Eric Pickles warned that cuts will cause social problems
December 3, 2010 at 3:44 PM
 
Eric Pickles

There are some worried faces among the leadership at Nottingham City Council. It's been doing some serious number crunching on the likely impact of the government's changes to the annual cash funding it gives to our town halls. Services and jobs are at stake, says the city's Labour Leader Councillor Jon Collins.

The Local Government Secretary Eric Pickles is due to make his announcement fairly soon; it's already been delayed. But councils have a pretty strong clue that the so-called "area-based grants", the funding formula used by Whitehall to allocate cash support, is to be changed.

Jon Collins believes the aim is not only to cut budgets but also to shift resources from some of the big cities to the shire counties. That alone will have an impact.
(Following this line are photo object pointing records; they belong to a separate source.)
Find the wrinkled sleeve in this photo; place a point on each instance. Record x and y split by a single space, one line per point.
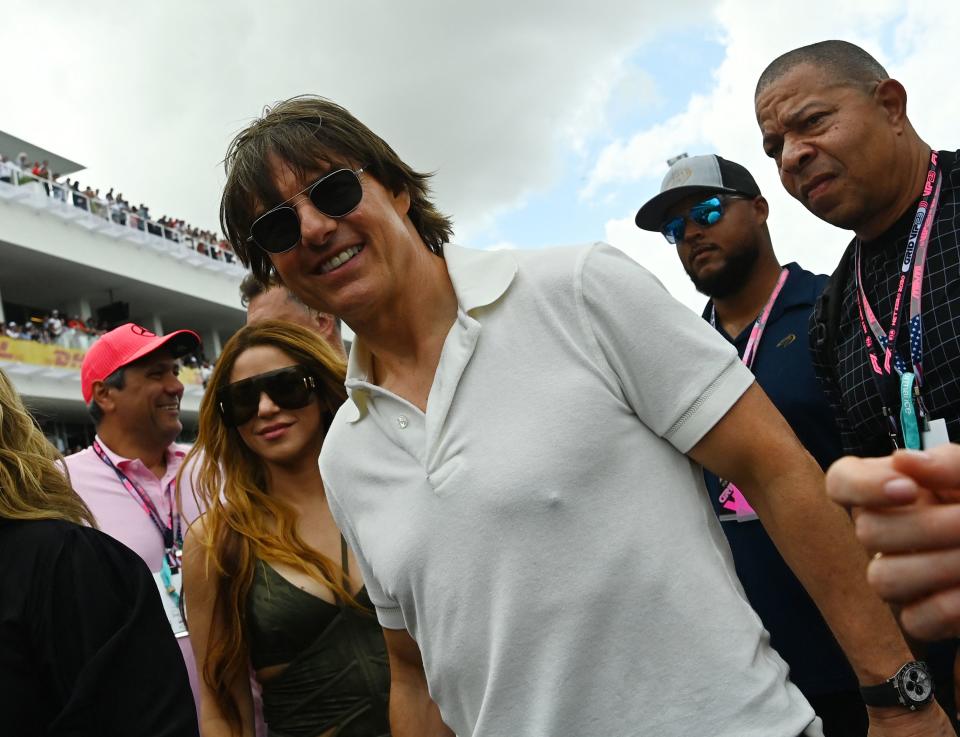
105 641
676 373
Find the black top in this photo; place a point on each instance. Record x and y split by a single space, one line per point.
85 646
337 675
783 369
844 370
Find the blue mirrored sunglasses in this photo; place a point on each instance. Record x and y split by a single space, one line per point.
705 213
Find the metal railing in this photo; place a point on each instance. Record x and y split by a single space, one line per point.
100 213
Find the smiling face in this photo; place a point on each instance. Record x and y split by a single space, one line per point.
352 266
279 436
835 145
719 258
148 405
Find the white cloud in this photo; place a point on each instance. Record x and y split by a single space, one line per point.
491 95
722 121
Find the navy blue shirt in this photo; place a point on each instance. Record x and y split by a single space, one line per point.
784 370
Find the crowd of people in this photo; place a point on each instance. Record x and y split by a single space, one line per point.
550 500
114 207
52 328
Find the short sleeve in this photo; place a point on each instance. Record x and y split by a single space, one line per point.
678 375
105 642
388 611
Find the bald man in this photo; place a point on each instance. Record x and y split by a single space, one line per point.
278 303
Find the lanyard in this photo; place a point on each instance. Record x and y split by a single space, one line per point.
890 360
731 498
753 342
170 531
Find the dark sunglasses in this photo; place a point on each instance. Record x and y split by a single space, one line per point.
289 388
706 213
336 195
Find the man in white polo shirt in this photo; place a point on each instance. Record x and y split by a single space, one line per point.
516 468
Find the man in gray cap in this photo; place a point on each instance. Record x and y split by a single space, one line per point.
711 209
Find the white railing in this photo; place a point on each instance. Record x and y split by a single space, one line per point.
100 214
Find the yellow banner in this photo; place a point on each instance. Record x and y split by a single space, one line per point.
40 354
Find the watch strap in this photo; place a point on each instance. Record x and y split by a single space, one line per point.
889 693
882 694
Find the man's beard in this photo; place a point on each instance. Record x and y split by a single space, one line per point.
730 278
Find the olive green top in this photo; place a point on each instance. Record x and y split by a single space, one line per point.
337 677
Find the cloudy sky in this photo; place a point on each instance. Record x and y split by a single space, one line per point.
545 122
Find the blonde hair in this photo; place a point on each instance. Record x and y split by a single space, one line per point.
33 478
242 521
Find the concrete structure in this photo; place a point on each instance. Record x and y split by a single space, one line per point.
56 253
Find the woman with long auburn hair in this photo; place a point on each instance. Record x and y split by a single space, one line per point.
269 583
85 646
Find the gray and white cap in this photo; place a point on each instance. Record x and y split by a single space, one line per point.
708 174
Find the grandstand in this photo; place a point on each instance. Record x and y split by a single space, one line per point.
98 263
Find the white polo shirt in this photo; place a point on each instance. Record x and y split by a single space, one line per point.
539 531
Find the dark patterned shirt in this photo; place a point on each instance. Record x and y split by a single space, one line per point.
845 371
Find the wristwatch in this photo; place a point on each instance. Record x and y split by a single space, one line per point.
910 687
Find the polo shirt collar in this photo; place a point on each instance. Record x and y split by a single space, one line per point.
479 278
800 289
174 455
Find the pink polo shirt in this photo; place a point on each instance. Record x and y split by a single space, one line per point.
119 515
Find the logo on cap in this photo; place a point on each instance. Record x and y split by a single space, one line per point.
677 177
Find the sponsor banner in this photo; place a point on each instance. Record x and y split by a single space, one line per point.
14 350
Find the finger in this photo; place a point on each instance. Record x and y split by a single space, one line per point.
869 482
905 529
934 618
937 469
913 576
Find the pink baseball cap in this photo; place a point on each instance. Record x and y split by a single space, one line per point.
124 345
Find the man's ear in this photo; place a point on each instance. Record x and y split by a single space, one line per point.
892 97
103 397
761 209
326 322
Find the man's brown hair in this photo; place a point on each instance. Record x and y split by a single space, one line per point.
310 132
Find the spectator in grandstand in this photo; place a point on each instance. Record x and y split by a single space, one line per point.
79 198
53 325
279 303
129 382
85 648
7 169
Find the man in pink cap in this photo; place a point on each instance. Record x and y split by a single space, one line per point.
130 383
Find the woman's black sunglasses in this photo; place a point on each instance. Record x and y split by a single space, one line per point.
288 388
336 195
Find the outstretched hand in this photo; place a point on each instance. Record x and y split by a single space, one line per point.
907 509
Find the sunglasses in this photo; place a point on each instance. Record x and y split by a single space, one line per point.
288 388
706 213
336 195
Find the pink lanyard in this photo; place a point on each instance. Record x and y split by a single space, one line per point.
753 342
914 260
169 531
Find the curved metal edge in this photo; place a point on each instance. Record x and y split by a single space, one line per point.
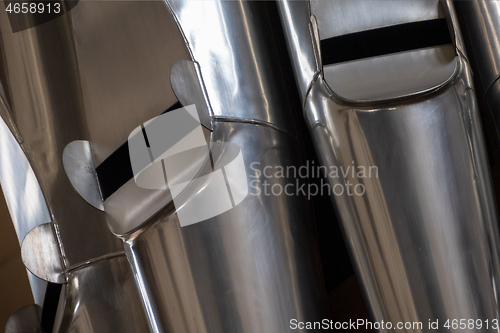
25 320
101 297
188 87
79 167
41 254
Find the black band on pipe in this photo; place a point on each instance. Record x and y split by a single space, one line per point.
116 170
386 40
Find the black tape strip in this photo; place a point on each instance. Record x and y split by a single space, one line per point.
386 40
116 170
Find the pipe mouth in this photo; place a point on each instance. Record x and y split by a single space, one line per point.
375 50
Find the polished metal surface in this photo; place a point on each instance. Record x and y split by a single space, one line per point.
230 46
26 204
392 76
125 52
481 27
42 79
492 101
341 17
25 320
43 85
79 167
187 86
251 269
423 233
296 28
41 254
480 23
100 298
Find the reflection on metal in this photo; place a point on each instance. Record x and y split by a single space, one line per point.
251 268
246 270
25 320
480 23
41 254
79 167
423 232
100 297
25 202
46 76
238 68
188 87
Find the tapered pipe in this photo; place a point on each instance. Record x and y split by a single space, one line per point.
421 225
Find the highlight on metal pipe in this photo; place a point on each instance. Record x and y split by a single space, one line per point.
158 160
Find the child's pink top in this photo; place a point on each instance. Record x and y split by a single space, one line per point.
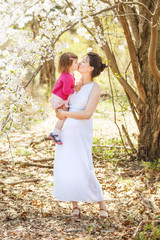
64 85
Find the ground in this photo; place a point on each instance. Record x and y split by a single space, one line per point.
28 210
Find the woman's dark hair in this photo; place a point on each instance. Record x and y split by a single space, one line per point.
96 62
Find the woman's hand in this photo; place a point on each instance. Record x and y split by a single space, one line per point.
61 114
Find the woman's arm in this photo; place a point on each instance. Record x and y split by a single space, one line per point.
89 110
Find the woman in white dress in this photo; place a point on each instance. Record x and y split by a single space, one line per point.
74 177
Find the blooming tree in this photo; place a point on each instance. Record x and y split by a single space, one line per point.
22 50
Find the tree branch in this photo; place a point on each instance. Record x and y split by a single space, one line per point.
115 69
134 21
133 55
153 44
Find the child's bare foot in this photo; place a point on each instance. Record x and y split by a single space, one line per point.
55 138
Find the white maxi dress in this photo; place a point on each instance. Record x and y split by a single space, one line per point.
74 177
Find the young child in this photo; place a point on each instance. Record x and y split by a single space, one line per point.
64 87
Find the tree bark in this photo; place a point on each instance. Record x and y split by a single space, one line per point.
149 118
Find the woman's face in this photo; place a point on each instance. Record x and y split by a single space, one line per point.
84 65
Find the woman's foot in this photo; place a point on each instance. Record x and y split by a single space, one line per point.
76 213
103 213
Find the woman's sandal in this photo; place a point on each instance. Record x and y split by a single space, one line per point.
103 216
76 216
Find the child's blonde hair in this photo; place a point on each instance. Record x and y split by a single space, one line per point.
65 61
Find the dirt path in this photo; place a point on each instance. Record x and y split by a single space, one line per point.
28 210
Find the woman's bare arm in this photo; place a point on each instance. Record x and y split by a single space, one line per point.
88 111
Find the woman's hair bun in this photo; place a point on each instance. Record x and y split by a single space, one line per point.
103 66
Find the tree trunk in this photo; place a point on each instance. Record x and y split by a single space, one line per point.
149 118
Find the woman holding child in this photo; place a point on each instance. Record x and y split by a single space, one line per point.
74 177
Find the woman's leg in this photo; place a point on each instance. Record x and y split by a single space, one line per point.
55 135
76 210
103 209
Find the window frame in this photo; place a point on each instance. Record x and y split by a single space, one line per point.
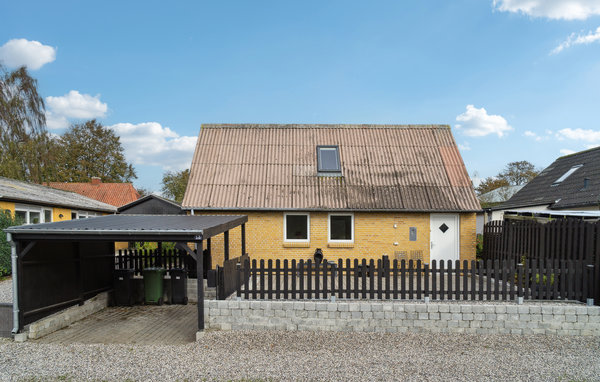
87 214
28 209
339 161
285 215
44 210
567 174
329 240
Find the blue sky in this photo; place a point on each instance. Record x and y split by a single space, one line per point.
516 79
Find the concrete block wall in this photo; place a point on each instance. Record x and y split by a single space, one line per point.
394 317
6 320
68 316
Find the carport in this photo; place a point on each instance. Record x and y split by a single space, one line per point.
57 265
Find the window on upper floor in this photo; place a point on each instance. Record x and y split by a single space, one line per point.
341 228
328 160
296 227
33 215
567 174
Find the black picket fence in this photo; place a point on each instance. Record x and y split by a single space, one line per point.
139 259
475 280
561 239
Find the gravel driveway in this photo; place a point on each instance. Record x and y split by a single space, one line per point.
6 290
255 355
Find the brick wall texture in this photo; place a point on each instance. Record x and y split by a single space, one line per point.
375 235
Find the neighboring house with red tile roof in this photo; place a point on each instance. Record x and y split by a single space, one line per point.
116 194
355 191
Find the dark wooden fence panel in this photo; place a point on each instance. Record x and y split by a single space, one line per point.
536 279
557 240
169 259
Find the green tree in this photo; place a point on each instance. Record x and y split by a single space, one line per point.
90 149
174 184
518 173
24 141
489 184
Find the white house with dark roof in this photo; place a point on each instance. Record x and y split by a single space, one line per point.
571 182
34 203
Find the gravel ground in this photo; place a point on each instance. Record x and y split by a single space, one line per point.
6 290
255 355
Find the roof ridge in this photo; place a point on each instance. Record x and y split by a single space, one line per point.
319 126
578 153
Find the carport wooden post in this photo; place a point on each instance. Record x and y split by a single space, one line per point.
80 271
243 239
226 245
200 280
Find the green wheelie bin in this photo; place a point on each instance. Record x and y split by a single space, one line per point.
153 285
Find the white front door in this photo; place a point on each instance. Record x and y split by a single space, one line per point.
444 236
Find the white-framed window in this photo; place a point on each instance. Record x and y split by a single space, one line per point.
85 215
328 160
340 228
296 227
32 214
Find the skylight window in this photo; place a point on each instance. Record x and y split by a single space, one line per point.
328 160
567 174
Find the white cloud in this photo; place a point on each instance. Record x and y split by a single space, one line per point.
478 123
77 105
464 146
590 136
55 122
533 135
592 36
552 9
33 54
150 143
567 151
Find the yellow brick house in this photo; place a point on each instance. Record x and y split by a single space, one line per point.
354 191
34 203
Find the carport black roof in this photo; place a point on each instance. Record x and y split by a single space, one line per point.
132 227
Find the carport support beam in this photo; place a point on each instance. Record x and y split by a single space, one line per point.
15 277
243 239
226 245
200 279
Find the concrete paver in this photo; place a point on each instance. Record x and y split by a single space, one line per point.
144 324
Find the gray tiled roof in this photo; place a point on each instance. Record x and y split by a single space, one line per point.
274 167
568 194
31 193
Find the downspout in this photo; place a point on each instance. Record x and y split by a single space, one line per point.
13 252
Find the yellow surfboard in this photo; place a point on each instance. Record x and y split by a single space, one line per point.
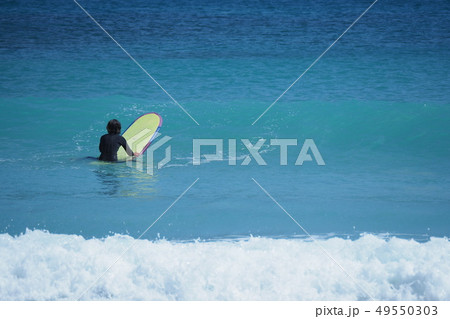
140 134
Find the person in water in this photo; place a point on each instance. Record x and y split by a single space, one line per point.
111 142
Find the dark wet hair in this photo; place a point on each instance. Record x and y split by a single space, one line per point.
114 127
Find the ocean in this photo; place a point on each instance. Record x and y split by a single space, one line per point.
376 106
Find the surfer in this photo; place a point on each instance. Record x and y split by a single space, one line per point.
111 142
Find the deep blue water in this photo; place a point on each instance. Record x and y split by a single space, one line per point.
376 105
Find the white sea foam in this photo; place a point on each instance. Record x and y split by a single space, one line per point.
42 266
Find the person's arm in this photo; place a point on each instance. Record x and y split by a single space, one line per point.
126 147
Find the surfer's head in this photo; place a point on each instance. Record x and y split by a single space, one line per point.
114 127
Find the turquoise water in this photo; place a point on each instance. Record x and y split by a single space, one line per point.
376 105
"Funding to help young people out of drugs. That's gone. The Connexions scheme to help young people find work and apprenticeships. That's gone. Funding to tackle teenage pregnancies. That's gone. These cuts will hit some of the most vulnerable people in our big cities," he says.

Finance experts have already calculated that the city's annual budget of £272m faces an 18% cut next year - that's £58m, almost as much as the city's schools' budget. The council has 6,800 employees (11,000 when you include schools staff).

The Coalition has talked of budget reductions of around 25-30% over the course of this parliament. But it's the scale of the cuts next year... so-called front-loading... that is causing particular alarm.

I've seen a confidential list of 37 different council funded projects in Nottingham that face being chopped or seriously cut back. They range from concessionary bus fares to schemes to tackle anti-social behaviour.

The council's Deputy Leader Graham Chapman highlights what he calls "cuts by stealth", which he warns will cause social problems.

The Coalition's proposals for a "Pupil Premium" is aimed at targeting additional funding at vulnerable communities with low academic achievements. But the message from Nottingham is that the "Pupil Premium is flawed because of the way the funding is worked out.

Young teenager

Some public sector figures think young people will be hit hard by cuts

"Some of our poorest schools will lose money out of it and some of the better off schools in the counties will gain. We've calculated we'll lose four or five million on that. And that's because the formula will be based on children who receive free school meals.

"The government should stick with the deprivation index. That's a much more accurate measurement for distributing funding to the most needy areas," he says.

"A lot of our young people are going to be hit very, very hard. If you have a lot of young people without any income, without any work or training schemes, there will be the type of social problems, which I thought we had already dealt with. I am very concerned about that."

Eric Pickles has already urged councils to dip into their reserves to mitigate the effects of the recession and the budgets cuts.

That's not cutting any ice among Nottingham's Labour leadership.